Learning how to become rich slowly might not sound interesting or fanciful but those who have built wealth – people like Warren Buffett, Ray Dalio, and Mark Cuban – have always insisted that the best way to build wealth is slowly rather than quickly.
Those who have tried to take the route of get-rich-quick schemes continue to burn their hands and lose their money to various fraudsters and schemers. Or, perhaps worse, they become entangled in various legal complications.
Consequently, it’s better to stick with the proven way to become rich – slowly and steadily – rather than lose it all in an attempt to create millions out of thousands in a few days.
In this article, we highlight four steps you can take to become rich slowly.
- Get your house in order through a budget
The first step to becoming rich is to get your financial house in order. This means you can no longer allow your money to control you; rather, you have to control your money and direct it where you want it to go.
How do you do this?
You start by creating a budget. A budget is a simple way to organise your income and expenses. The goal of the budget is to ensure that you are not spending beyond your means; that is, the budget ensures that your expenses are lower than your income.
A popular budgeting system is the 50/30/20 rule where you spend 50% of your income on your needs (housing, health insurance, groceries, etc.), 30% on your wants (vacation, entertainment, eating outside, etc), and save the remaining 20%.
The key to budgeting is to ensure you stick to it. This is why the first step to becoming rich slowly is a willful and disciplined commitment.
By saving money every month, you have a basis upon which you can build wealth.
- Start an emergency fund
Once you have created a budget and inculcated the discipline to stick to it, you need to use your first round of savings to create an emergency fund.
An emergency fund is a fund that you can access when emergencies occur (unexpected medical expenses not covered by insurance, unplanned car repairs or travel). An emergency fund prevents you from taking on debt (and paying high interest rates) or selling off your investments (at the risk of selling them at a loss) to meet your emergencies.
Financial advisors have advised an emergency fund that is worth three to six months of your living expenses (needs and wants).
- Create an investment plan
Once you have the security that the emergency fund provides, you can start investing your money in the financial market. To do this, you need an investment plan.
An investment plan will state how much you are investing every month, what you are investing in (stocks or bonds, for example), and your approach to investing (passive or active investing).

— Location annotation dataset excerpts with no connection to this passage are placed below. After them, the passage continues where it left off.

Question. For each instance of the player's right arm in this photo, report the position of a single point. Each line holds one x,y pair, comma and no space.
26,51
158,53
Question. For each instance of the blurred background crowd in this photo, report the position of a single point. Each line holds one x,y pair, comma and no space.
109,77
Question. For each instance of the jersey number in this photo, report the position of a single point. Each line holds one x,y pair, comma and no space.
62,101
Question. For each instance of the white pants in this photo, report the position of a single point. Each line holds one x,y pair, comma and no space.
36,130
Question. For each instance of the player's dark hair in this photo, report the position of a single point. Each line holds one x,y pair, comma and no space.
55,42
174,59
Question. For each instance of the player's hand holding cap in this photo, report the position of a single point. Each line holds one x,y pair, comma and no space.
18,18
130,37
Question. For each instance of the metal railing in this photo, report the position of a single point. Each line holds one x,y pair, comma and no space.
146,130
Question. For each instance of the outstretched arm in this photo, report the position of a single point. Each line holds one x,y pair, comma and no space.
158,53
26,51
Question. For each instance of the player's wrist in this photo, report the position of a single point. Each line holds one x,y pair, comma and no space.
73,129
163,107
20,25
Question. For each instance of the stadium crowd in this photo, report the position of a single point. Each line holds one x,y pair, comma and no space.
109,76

To minimise your risk and maximise your returns, it is always better to diversify by investing in different assets – stocks, bonds, REITs, etc.

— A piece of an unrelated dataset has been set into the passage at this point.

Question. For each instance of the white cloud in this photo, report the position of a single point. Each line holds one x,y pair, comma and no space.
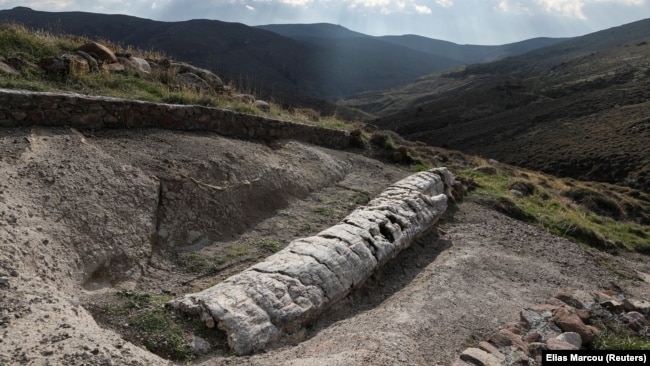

Regarding your approach to investing, passive investing is cheaper, more transparent, less risky, and allows more diversification. ETFs and index funds are examples of passive investing vehicles.
On the other hand, active investing is more flexible, it allows you to hedge against risk and harvest tax loss, and there is a possibility (though seldom realised) to earn better than in a passive investing approach.

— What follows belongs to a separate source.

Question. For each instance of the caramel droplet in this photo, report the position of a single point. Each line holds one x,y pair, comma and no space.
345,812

Ensure you choose the investing approach that aligns with your time horizon, risk tolerance, and financial goals.
- Invest consistently over the long term
Whether you are an active or passive investor (or a combination of both), the key to becoming rich is to invest consistently over the long term. The longer you invest, the less the risk of losing money and the higher the chance of making money; that is, the longer you spend in the market, the lower your risk and the higher your returns.
By investing for the long term, you enjoy the benefits of compound returns and you are able to enjoy the long term growth in the market without selling off in the short term due to fear or greed.
Do you want to get rich? Consistently save every month and steadily invest your savings in the market with a long-term focus.